Biographical details
- Born: November 4, 1966 (age 59) Fargo, North Dakota, U.S.
- Education: Valley City State University (B.S. 1990) South Dakota State University (M.S. 1994)

Playing career
- 1986–1989: Valley City State
- Position: Offensive lineman

Coaching career (HC unless noted)
- 1990: Valley City State (SA/DL)
- 1991: Gardner Edgerton HS (KS) (assistant)
- 1992–1994: South Dakota State (GA/DL)
- 1994–1996: Valley City State (DL)
- 1997–present: Valley City State (AHC/DC/LB)

Accomplishments and honors

Awards
- NAIA AFCA Assistant Coach of the Year (2012)

= Gregg Horner =

American football coach

Gregg Horner is an American college football coach and former player. He is the assistant head football coach, defensive coordinator, and linebackers coach for Valley City State University, positions he has held since 1996. A member of the Vikings' coaching staff since 1994, Horner is one of the longest-tenured defensive coordinators in the National Association of Intercollegiate Athletics (NAIA). He was named the 2012 AFCA NAIA Assistant Coach of the Year, one of the highest national honors for an assistant coach.

==Playing career==
A native of Fargo, North Dakota, Horner played offensive line for Valley City State University from 1986 to 1989. He was a member of the 1988 NDCAC championship team and contributed to the program's NAIA playoff appearance that season.

==Coaching career==
Horner began his coaching career at Gardner Edgerton High School in Gardner, Kansas, serving as both an assistant coach and social science instructor. He later spent three seasons as a graduate assistant at South Dakota State University, coaching the defensive line while completing his master's degree.

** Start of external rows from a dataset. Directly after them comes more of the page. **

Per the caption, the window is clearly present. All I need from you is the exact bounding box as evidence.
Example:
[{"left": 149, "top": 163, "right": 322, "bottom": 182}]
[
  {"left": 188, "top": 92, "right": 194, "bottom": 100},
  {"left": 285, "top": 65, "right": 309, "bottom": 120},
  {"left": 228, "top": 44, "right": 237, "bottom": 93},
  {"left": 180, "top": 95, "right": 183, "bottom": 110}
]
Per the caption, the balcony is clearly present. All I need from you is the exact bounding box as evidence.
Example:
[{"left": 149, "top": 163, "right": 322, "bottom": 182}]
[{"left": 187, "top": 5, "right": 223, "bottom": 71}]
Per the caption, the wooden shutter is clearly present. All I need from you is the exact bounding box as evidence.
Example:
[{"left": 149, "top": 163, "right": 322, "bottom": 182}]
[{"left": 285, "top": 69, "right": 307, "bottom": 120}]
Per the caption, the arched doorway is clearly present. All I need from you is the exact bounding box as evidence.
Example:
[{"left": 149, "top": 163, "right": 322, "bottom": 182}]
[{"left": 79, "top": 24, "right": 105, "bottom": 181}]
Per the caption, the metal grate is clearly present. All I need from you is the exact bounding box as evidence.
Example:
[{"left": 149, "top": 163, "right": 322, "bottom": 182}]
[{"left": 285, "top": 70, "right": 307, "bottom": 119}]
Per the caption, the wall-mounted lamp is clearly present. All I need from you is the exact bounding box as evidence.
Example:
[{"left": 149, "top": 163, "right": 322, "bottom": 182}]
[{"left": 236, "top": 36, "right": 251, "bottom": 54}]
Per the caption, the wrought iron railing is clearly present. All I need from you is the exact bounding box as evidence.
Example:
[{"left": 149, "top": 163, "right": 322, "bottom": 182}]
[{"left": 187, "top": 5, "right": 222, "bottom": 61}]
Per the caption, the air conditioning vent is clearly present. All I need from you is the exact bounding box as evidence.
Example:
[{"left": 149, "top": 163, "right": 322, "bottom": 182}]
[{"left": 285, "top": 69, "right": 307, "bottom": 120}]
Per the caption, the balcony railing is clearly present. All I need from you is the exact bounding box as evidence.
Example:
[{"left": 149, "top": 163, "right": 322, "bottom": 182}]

Horner returned to Valley City State University in 1994 as defensive line coach before being elevated to defensive coordinator and assistant head coach in 1996.
He has remained VCSU’s defensive play-caller ever since, helping guide the program to five conference championships and multiple NAIA playoff berths.

Horner's defenses have frequently ranked among the top NAIA units. During the 2012 AFCA national award announcement, Horner was recognized for overseeing a unit that finished top-10 nationally in scoring defense and total defense.

In 2021, media outlets noted the Vikings' defensive resurgence under Horner as VCSU opened the season 5–0 and finished with a top-15 NAIA scoring defense.

==Personal life==
Horner earned his bachelor's degree from Valley City State University in 1990 and completed a master's degree at South Dakota State University in 1994.

Horner is a graduate of Fargo North High School.